Examples of Penalties for Breach

Breach of minimum necessary policies for telephone messages.

Case: A hospital employee did not observe minimum necessary requirements when she left a telephone message with the daughter of a patient detailing the mother’s medical condition and treatment plan. An OCR investigation indicated that confidential communications requirements were not followed, as the employee left the message at the patient’s home telephone number, despite the patient’s instructions to contact her through her work number.


The hospital developed and implemented several new procedures:

  • Addressed the issue of minimum necessary information in telephone message content.
  • Employees were trained to review registration information for patient contact directives regarding leaving messages. These new procedures were incorporated into the standard staff privacy training.

Breach of private practice waiting rooms privacy policies.

Case: A staff member of a medical practice discussed HIV testing procedures with a patient in the waiting room, thereby disclosing PHI to several other individuals. Also, computer screens displaying patient information were easily visible to patients.


  • OCR required the provider to develop and implement policies and procedures regarding appropriate administrative and physical safeguards related to communication of PHI.
  • The practice retrained staff on newly developed policies and procedures.
  • OCR required the practice to reposition its computer monitors to prevent patients from viewing information on the screens, and to install computer monitor privacy screens.
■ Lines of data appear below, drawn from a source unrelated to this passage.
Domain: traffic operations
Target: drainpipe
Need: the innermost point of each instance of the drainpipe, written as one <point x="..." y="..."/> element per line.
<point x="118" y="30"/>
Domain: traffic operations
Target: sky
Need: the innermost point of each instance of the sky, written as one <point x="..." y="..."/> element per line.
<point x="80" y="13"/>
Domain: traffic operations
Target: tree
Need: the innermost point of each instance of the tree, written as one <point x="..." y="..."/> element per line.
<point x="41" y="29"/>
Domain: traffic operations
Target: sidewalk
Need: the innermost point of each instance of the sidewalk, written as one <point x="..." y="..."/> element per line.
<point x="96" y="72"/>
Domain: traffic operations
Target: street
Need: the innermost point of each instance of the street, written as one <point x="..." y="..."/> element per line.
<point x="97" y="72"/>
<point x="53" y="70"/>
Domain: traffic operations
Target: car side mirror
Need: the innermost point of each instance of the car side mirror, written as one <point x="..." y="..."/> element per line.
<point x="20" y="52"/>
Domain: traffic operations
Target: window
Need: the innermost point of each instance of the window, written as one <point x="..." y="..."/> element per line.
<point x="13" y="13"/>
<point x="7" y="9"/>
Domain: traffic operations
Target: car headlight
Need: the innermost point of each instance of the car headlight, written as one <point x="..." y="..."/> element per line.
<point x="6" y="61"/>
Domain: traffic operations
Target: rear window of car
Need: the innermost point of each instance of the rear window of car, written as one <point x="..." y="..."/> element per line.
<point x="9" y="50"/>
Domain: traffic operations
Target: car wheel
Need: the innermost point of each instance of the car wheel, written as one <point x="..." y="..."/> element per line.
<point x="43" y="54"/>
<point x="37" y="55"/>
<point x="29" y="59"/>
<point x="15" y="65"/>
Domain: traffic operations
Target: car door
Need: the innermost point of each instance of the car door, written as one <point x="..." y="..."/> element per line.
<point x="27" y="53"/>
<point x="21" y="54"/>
Breach of impermissible disclosure of PHI in response to subpoena.

Case: A public hospital responded to a subpoena without a court order and impermissibly disclosed the PHI of one of its patients. Contrary to the HIPAA Privacy Rule protections for information sought for administrative or judicial proceedings, the hospital failed to ensure that the individual whose PHI was being sought, received notice of the request and thus did not receive satisfactory assurance that the party seeking information made reasonable efforts to secure a qualified protective order.


OCR required that the hospital revise its subpoena processing procedures to read: if a subpoena is received that does not meet the requirements of the HIPAA Privacy Rule, the information is not disclosed; instead, the hospital must contact the party seeking the subpoena to explain requirements of the HIPAA Privacy Rule.

The hospital must retrain relevant staff members on the new procedures.